La particolarità che distingue le Gud Bowls fin da subito è sicuramente la firma dello chef stellato Stefano Cerveni, che ha ideato particolari proposte in cui tutta l'attenzione è posta sulle materie prime bio, rigorosamente del territorio e di stagione.


In carta, disponibili in delviery, 5 pokè super: Catalano (riso rosso integrale con polpo, cipolla agrodolce, crema di pomodorini datterini, zest di limone, sedano croccante), Hawaiano (riso basmati, salmone marinato, avocado, sesamo, alga wakame, soia, edamame), Orto Zen 2.0 (mix di tipologie di riso diverse, crema di carote, pomodoro, asparago, zenzero, piselli), Teriaki (riso basmati, pollo italiano allevato a terra, teriyaki, tartare di avocado, anacardi, cipollotto, buccia di lime) e infine la nostra preferita...

Sea-ciliano con riso rosso integrale, gamberi, pesto di pomodori secchi, capperi croccanti, mozzarella di bufala, basilico e zest di limone.


3. Good Blue


Good Blue è una nuova realtà meneghina che nasce dall’idea e dall’impegno di un gruppo di giovani imprenditori che hanno a cuore la qualità del cibo e il rispetto dell’ambiente in ogni sua forma.

Le materie prime, provenienti da filiere certificate ed ecosostenibili, sono selezionate in modo da garantire uno standard di qualità elevato.

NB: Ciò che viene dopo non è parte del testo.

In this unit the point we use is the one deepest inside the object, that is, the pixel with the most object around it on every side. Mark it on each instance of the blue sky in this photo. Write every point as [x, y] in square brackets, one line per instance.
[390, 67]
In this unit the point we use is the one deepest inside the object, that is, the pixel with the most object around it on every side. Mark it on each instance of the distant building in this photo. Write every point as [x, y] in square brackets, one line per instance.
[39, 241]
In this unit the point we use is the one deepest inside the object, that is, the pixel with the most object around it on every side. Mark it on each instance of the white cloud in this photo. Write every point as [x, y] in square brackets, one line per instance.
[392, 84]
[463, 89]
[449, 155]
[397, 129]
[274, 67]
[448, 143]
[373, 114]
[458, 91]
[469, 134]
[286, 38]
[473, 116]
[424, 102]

L'attenzione per la sostenibilità è a 360°: l’arredamento del locale infatti è realizzato tramite materiali riciclati e iI packaging con cui i piatti vengono serviti è totalmente biodegradabile e plastic free. Il loro motto la dice lunga: "Eat ethical, Eat healthy, Eat Good".

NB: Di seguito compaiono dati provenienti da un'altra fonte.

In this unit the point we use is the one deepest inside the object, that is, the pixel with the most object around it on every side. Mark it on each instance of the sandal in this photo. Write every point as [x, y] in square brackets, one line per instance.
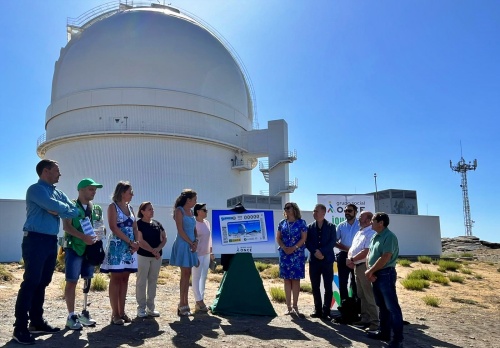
[297, 313]
[126, 319]
[183, 311]
[201, 307]
[117, 320]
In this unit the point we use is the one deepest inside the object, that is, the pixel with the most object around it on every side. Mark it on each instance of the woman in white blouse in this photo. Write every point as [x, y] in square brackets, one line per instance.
[204, 251]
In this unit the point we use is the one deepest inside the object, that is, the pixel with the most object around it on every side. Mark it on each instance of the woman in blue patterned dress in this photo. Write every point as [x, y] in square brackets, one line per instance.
[291, 237]
[184, 248]
[121, 256]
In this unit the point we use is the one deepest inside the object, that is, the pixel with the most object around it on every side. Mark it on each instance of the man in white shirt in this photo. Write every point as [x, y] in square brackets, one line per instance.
[345, 234]
[356, 259]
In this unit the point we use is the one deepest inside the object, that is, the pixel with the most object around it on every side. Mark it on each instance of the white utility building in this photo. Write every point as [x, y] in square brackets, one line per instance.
[152, 96]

Anche la scelta delle materie prime è fatta in ottica green: solo pesce freschissimo, pescato o allevato nel rispetto dell'ambiente, utilizzando tecniche sostenibili e secondo criteri di salvaguardia delle specie animali.

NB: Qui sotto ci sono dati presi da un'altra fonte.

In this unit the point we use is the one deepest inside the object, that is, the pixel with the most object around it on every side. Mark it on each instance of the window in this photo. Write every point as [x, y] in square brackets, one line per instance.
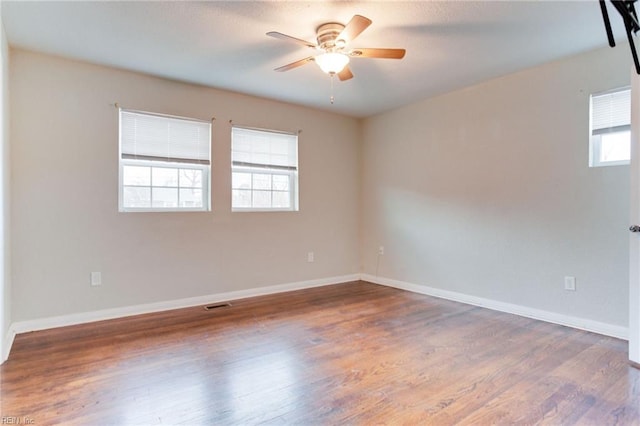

Quattro le loro proposte Pokè, tutte di pesce. King Salmon (riso bianco, salmone, avocado, wakame seaweed, edamame, nocciole, sesamo, lime e salsa good blue), Prince Tuna (riso bianco, tonno, avocado, wakame seaweed, pomodorini confit, semi di lino, nocciole e dressing al sesamo), Good Noir (riso nero, gamberi, pomodorini confit, wakame seaweed, edamame, semi di zucca e salsa serok) e Polp Fiction (riso bianco, polpo, wakame seaweed, cipolla rossa, pomodorini confit, chips di patate dolci, mandorle tostate e salsa serok).

Infine la Poke Green per chi ha scelto di seguire un'alimentazione vegana, nessuna proteina animale ma un tripudio di colori vegetali.